Issa Serge Coelo, quant à lui, s’est illustré avec Daresalam, un film poignant qui retrace les atrocités ayant marqué le Tchad dans les années 1960-1970. Réalisateur prolifique, il est également une figure incontournable des festivals internationaux et occupera en 2025 la présidence du jury de la section Burkina Films au FESPACO.
Un autre pionnier du cinéma tchadien, Édouard Sailly, est souvent considéré comme « le père du cinéma tchadien ». Son film Le troisième jour, primé au Festival africain et malgache de Saint-Cast en 1966, a marqué les débuts de cette industrie.
Depuis les années 2010, une nouvelle vague de réalisateurs a redonné un souffle au cinéma tchadien. Abakar Chene Massar a notamment fait parler de lui avec Le Pèlerin de Camp Nou (2009), sélectionné dans plusieurs festivals internationaux. Mahamat Saleh Haroun a également brillé à Cannes, remportant le Prix du Jury en 2010 pour Un homme qui crie et concourant à la Palme d’Or avec GrisGris (2013) et Lingui, les liens sacrés (2021).

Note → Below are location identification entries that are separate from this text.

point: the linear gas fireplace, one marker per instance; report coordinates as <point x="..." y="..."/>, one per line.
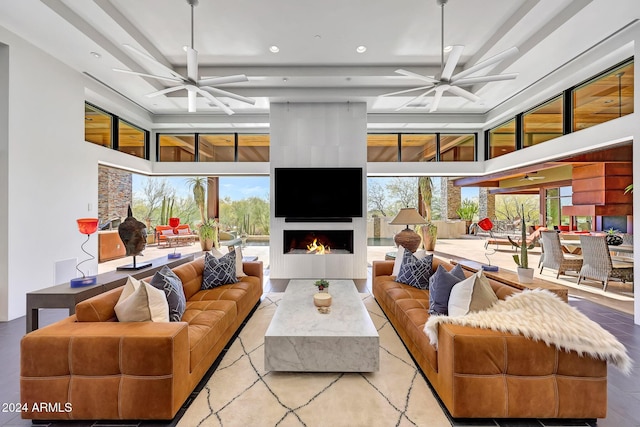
<point x="318" y="242"/>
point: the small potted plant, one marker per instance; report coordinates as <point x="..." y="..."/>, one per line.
<point x="525" y="274"/>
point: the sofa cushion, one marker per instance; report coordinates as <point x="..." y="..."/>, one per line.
<point x="472" y="294"/>
<point x="440" y="285"/>
<point x="219" y="271"/>
<point x="141" y="302"/>
<point x="237" y="251"/>
<point x="400" y="254"/>
<point x="167" y="281"/>
<point x="414" y="271"/>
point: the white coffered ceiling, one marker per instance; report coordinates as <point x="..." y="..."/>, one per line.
<point x="317" y="39"/>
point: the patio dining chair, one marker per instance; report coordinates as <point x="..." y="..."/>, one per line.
<point x="597" y="263"/>
<point x="555" y="258"/>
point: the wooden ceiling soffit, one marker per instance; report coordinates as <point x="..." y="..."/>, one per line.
<point x="529" y="189"/>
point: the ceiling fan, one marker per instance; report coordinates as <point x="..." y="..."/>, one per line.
<point x="528" y="177"/>
<point x="447" y="82"/>
<point x="192" y="83"/>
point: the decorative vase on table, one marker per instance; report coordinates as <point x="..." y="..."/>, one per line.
<point x="322" y="298"/>
<point x="525" y="274"/>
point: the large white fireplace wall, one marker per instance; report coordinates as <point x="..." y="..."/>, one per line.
<point x="318" y="135"/>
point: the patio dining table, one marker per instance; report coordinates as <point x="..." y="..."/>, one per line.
<point x="573" y="246"/>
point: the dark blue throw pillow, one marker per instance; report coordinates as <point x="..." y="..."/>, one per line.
<point x="220" y="271"/>
<point x="167" y="281"/>
<point x="414" y="271"/>
<point x="440" y="285"/>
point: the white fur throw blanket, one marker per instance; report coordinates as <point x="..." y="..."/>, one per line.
<point x="542" y="316"/>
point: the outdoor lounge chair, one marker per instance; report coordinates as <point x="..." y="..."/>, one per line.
<point x="486" y="225"/>
<point x="598" y="265"/>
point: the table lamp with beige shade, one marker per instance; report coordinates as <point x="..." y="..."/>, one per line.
<point x="408" y="238"/>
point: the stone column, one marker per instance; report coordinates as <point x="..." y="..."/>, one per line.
<point x="487" y="204"/>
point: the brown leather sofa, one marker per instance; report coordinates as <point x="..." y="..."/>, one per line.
<point x="481" y="373"/>
<point x="90" y="366"/>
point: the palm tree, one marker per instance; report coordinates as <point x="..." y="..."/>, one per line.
<point x="208" y="229"/>
<point x="429" y="231"/>
<point x="198" y="185"/>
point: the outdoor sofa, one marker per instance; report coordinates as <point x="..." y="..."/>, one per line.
<point x="90" y="366"/>
<point x="483" y="373"/>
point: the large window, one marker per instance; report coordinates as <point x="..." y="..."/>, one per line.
<point x="132" y="140"/>
<point x="418" y="148"/>
<point x="543" y="123"/>
<point x="98" y="126"/>
<point x="177" y="148"/>
<point x="502" y="139"/>
<point x="382" y="147"/>
<point x="408" y="147"/>
<point x="457" y="148"/>
<point x="108" y="130"/>
<point x="555" y="200"/>
<point x="253" y="148"/>
<point x="216" y="148"/>
<point x="604" y="98"/>
<point x="196" y="147"/>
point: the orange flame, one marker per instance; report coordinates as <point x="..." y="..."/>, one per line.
<point x="318" y="248"/>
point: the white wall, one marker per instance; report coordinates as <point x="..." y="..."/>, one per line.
<point x="318" y="135"/>
<point x="4" y="180"/>
<point x="51" y="174"/>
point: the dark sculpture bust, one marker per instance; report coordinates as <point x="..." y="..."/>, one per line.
<point x="133" y="234"/>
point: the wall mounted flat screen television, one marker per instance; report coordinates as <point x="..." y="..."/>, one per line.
<point x="318" y="193"/>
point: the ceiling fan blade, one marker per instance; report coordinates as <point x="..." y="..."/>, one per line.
<point x="484" y="79"/>
<point x="215" y="101"/>
<point x="452" y="61"/>
<point x="407" y="90"/>
<point x="214" y="81"/>
<point x="165" y="91"/>
<point x="490" y="61"/>
<point x="416" y="99"/>
<point x="191" y="100"/>
<point x="155" y="61"/>
<point x="192" y="63"/>
<point x="436" y="99"/>
<point x="229" y="94"/>
<point x="417" y="76"/>
<point x="464" y="93"/>
<point x="135" y="73"/>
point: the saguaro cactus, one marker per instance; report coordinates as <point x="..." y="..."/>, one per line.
<point x="522" y="260"/>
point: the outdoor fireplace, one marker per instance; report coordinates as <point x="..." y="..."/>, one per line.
<point x="318" y="242"/>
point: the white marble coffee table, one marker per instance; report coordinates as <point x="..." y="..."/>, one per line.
<point x="301" y="339"/>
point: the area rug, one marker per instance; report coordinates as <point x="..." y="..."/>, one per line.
<point x="241" y="393"/>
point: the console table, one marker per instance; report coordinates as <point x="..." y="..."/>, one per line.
<point x="64" y="296"/>
<point x="510" y="278"/>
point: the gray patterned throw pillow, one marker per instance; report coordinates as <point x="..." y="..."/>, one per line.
<point x="414" y="271"/>
<point x="220" y="271"/>
<point x="167" y="281"/>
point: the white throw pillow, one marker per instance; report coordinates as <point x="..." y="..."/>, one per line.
<point x="398" y="262"/>
<point x="239" y="271"/>
<point x="141" y="302"/>
<point x="470" y="295"/>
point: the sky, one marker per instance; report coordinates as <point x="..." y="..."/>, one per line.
<point x="238" y="188"/>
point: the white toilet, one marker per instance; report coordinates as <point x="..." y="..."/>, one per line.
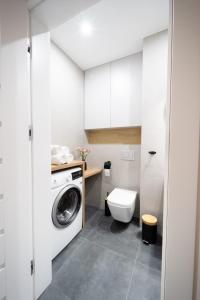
<point x="122" y="204"/>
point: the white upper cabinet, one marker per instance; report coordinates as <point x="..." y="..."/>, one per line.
<point x="113" y="94"/>
<point x="97" y="97"/>
<point x="126" y="91"/>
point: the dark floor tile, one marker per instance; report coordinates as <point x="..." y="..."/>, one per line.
<point x="115" y="236"/>
<point x="60" y="259"/>
<point x="90" y="212"/>
<point x="145" y="283"/>
<point x="52" y="293"/>
<point x="94" y="273"/>
<point x="150" y="255"/>
<point x="91" y="222"/>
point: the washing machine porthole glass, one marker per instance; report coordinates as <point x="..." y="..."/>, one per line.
<point x="66" y="207"/>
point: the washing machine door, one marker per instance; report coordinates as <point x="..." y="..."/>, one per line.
<point x="66" y="206"/>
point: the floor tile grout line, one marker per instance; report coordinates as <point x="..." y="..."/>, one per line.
<point x="75" y="250"/>
<point x="106" y="248"/>
<point x="129" y="287"/>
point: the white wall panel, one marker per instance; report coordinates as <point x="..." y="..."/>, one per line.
<point x="67" y="105"/>
<point x="126" y="91"/>
<point x="97" y="97"/>
<point x="155" y="54"/>
<point x="41" y="156"/>
<point x="181" y="193"/>
<point x="16" y="203"/>
<point x="3" y="284"/>
<point x="2" y="250"/>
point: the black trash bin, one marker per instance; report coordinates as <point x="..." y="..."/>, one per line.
<point x="149" y="229"/>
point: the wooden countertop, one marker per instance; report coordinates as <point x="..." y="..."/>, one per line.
<point x="75" y="163"/>
<point x="91" y="171"/>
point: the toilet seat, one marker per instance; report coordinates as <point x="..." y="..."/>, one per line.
<point x="122" y="198"/>
<point x="121" y="203"/>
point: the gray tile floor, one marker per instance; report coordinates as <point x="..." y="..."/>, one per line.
<point x="107" y="260"/>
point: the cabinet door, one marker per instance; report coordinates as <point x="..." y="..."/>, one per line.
<point x="126" y="91"/>
<point x="97" y="97"/>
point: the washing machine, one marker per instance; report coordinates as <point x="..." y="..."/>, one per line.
<point x="66" y="214"/>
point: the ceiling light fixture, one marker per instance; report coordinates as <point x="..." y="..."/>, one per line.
<point x="86" y="29"/>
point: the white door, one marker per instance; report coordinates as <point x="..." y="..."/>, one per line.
<point x="97" y="97"/>
<point x="16" y="282"/>
<point x="126" y="91"/>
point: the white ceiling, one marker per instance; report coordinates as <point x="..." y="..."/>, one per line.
<point x="53" y="13"/>
<point x="33" y="3"/>
<point x="119" y="29"/>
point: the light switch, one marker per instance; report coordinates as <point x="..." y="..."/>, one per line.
<point x="127" y="155"/>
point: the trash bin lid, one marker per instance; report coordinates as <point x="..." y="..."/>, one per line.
<point x="149" y="220"/>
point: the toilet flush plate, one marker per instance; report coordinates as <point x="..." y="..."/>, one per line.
<point x="127" y="155"/>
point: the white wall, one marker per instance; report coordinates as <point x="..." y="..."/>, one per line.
<point x="66" y="90"/>
<point x="15" y="171"/>
<point x="181" y="192"/>
<point x="155" y="52"/>
<point x="124" y="174"/>
<point x="41" y="156"/>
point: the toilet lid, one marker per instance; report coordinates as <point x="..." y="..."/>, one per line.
<point x="122" y="197"/>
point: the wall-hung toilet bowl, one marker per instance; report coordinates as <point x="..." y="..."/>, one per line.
<point x="121" y="203"/>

Les efforts structurels récents, comme la réouverture en 2011 du cinéma Le Normandie, unique salle de projection du pays, ainsi que la création du Fonds national d’appui aux artistes (FONAT), ont permis d’accompagner cette dynamique. De plus, la naissance en 2023 de l’Association tchadienne pour le développement du cinéma (ATCD) témoigne d’un engagement collectif en faveur du septième art.
Le FESPACO 2025 célèbre cet essor en sélectionnant trois films tchadiens en compétition officielle :
- « Diya » d’Achille Ronaimou (catégorie long métrage)
- « L’Arc-en-ciel » de Khalil Salma (section animation)
- « Warassa » de Aaron Zegoubé Padacké (section perspective)
En plus de cette reconnaissance, dix films classiques tchadiens seront projetés pour mettre en lumière l’histoire et l’évolution du cinéma du pays.
Le Tchad ne se distingue pas uniquement par ses productions, mais également par l’implication de ses figures emblématiques dans les jurys du festival :
- Célestin Mandowé, membre du jury étalon d’or de Yennenga pour les longs métrages
- Youssouf Djaoro, membre du jury officiel des courts métrages
- Zara Mahamat Yakoub, membre du jury du prix Thomas Sankara du panafricanisme
- Issa Serge Coelo, président du jury de la section Burkina Films
Parmi les cinéastes émergents, Moussa Tidjani et Oumar Mousa Abakar se sont distingués avec Mariam, récompensé au Festival international du cinéma indépendant de Bafoussam. Hanifa Ali Oumar, avec Une Femme, Un Destin, s’est révélée au 39e Festival international de cinéma Vues d’Afrique (Montréal, 2023), tandis que Aché Ahmat Moustapha explore le cinéma d’animation avec Déchets Animés, sensibilisant avec humour sur l’impact des déchets plastiques.
Le cinéma tchadien, autrefois dans l’ombre, est aujourd’hui en pleine effervescence. Son rayonnement au FESPACO 2025 en est la preuve éclatante, augurant un avenir radieux pour ses cinéastes et ses œuvres qui résonnent bien au-delà des frontières du pays.